Photo by Darbe Rotach

"I'm a clinician first, and I see patterns," he says. "It only takes 20 or so patients to say, 'Hey, your executive function is impaired, and your particle size is worrisome. Maybe we should try cholesterol modification.'" Isaacson is, however, launching a pilot trial exploring the link between cholesterol subtypes and dementia risk; and plenty if not most of the interventions he considers are evidence-based—interventions like exercise, improving sleep health, encouraging socializing, and treating hyperinsulinemia.

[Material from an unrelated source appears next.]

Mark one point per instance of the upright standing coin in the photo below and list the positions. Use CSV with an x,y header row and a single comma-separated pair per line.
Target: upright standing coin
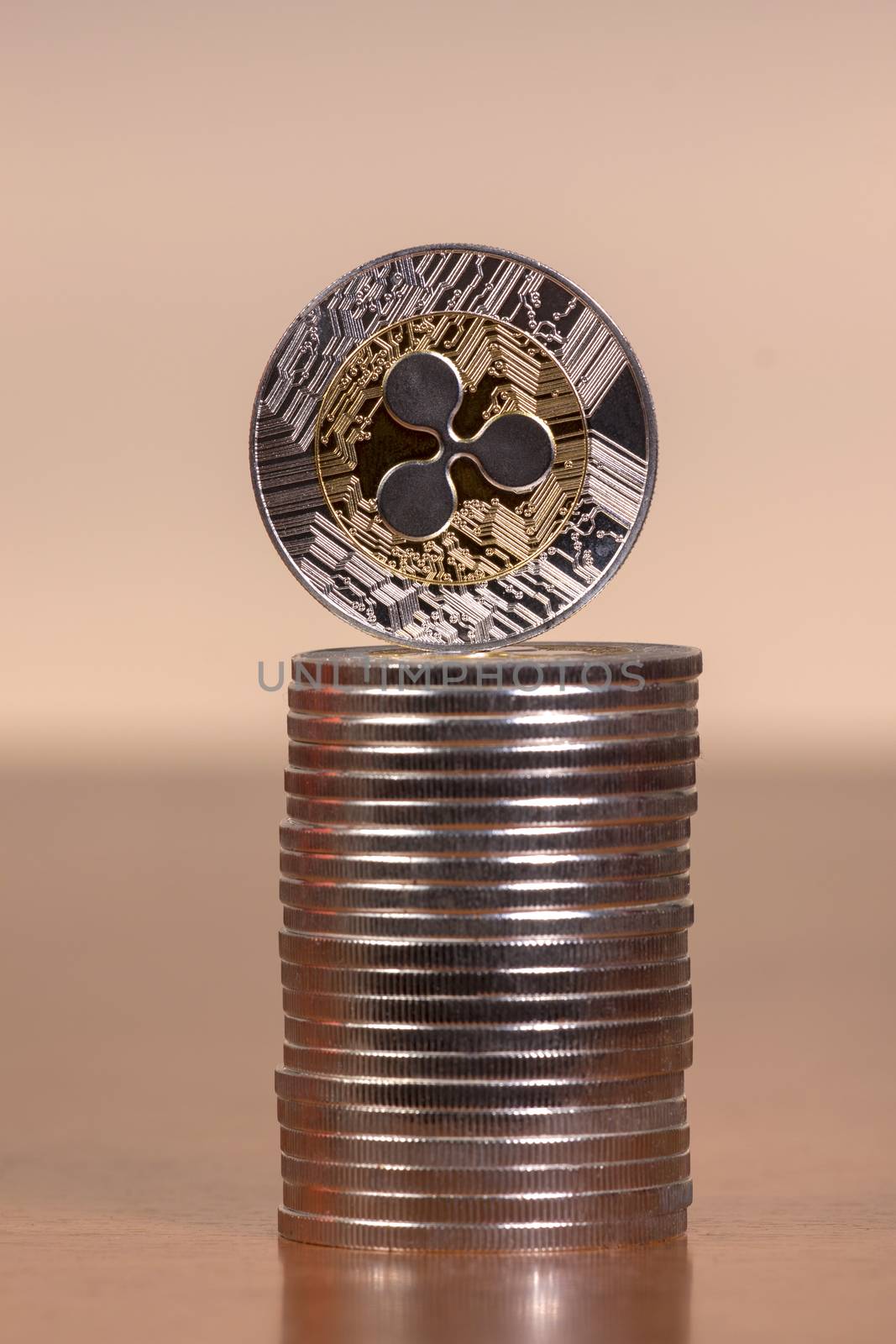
x,y
453,447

He is also a big proponent of Mediterranean-like diets in helping fend off Alzheimer’s. A growing body of observational data links diets centered around healthy fats, vegetables, and whole grains with improved brain health, especially when combined with other lifestyle factors.

Isaacson cites the FINGER trial,[1] published in the Lancet in 2015. This large, 2-year study found that a combined regimen of a brain-healthy diet, exercise, cognitive training, and vascular risk monitoring helps improve or maintain cognitive functioning in elderly people at risk for Alzheimer's. Similarly, preliminary data from the MAPT trial[2] suggest that supplementation with the omega-3 fatty acid docosahexaenoic acid—or DHA—combined with cognitive interventions and exercise for 3 years can improve cognition.

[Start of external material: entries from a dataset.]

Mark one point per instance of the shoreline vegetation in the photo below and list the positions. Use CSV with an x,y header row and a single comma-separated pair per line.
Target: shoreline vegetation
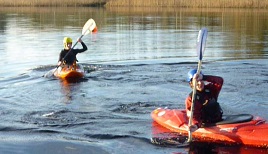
x,y
138,3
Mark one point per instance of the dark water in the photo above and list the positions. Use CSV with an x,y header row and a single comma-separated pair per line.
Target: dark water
x,y
137,62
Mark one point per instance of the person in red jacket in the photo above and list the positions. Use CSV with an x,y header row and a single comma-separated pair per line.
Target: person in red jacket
x,y
206,108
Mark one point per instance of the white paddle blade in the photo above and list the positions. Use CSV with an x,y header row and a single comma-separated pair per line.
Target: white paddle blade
x,y
201,42
88,27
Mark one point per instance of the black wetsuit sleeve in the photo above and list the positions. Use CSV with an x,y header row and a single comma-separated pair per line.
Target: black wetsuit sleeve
x,y
61,55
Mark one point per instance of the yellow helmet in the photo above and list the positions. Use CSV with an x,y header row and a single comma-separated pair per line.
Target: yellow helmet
x,y
67,40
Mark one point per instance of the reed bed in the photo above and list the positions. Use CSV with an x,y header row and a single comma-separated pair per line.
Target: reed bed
x,y
60,3
190,3
141,3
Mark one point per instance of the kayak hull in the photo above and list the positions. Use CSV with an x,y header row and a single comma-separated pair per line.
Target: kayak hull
x,y
70,74
251,133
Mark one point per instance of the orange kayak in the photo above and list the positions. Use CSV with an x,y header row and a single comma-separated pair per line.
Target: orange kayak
x,y
241,129
69,73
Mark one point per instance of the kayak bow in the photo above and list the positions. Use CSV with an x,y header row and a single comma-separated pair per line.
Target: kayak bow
x,y
250,131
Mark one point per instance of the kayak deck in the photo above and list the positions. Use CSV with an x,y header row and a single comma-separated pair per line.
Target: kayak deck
x,y
254,132
70,74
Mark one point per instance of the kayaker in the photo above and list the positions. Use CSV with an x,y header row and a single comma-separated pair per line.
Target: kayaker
x,y
206,108
67,56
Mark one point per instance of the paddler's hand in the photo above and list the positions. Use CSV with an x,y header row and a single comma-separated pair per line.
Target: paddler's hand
x,y
198,77
79,40
193,128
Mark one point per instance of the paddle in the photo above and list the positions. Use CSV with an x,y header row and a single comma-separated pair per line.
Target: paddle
x,y
201,43
88,28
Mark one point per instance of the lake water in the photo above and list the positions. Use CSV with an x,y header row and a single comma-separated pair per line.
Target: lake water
x,y
138,61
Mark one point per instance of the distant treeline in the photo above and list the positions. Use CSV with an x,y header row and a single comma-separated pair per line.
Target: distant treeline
x,y
141,3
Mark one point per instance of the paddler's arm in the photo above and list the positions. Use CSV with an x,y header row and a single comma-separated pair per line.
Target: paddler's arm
x,y
83,45
215,83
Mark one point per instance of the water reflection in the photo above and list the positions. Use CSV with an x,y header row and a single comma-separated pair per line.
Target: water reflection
x,y
70,88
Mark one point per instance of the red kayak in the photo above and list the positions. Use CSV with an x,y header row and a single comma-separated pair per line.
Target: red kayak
x,y
70,73
243,129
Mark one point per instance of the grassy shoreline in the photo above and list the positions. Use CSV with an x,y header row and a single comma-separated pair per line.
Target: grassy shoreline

But then there are the unmodifiable Alzheimer’s risk factors to consider, namely family history and our genomic luck of the draw.

A year or so ago, Isaacson began suggesting that his patients undergo gene sequencing and share their results. He first looks for variants of the APOE gene that are known to increase Alzheimer's risk, including the APOE4 allele, which is carried by around 20% of people. Having one copy of APOE4 can double Alzheimer's risk; having two results in a 12-fold increased risk.

Isaacson also screens for a bevy of less common genes associated with many forms of dementia. When taken together with clinical and lifestyle risk factors, he can come up with an overall risk profile for each patient and better customize care. Research[3] by Isaacson and colleagues presented at last year's Clinical Trials on Alzheimer's Disease meeting shows that the effectiveness of certain prevention interventions is greatly influenced by each patient's genetic profile.

"We're figuring out how all these genes and factors interact together to influence the chances of getting Alzheimer's. Then we can more accurately determine which interventions might work in which patients," he explains while calling up another patient report. "She has a mutation in the TNF gene that can increase risk—up to 6.6-fold if she also has APOE4. Should I be treating her with an anti-TNF drug or an anti-inflammatory? Maybe. This is the kind of thing we're trying to figure out."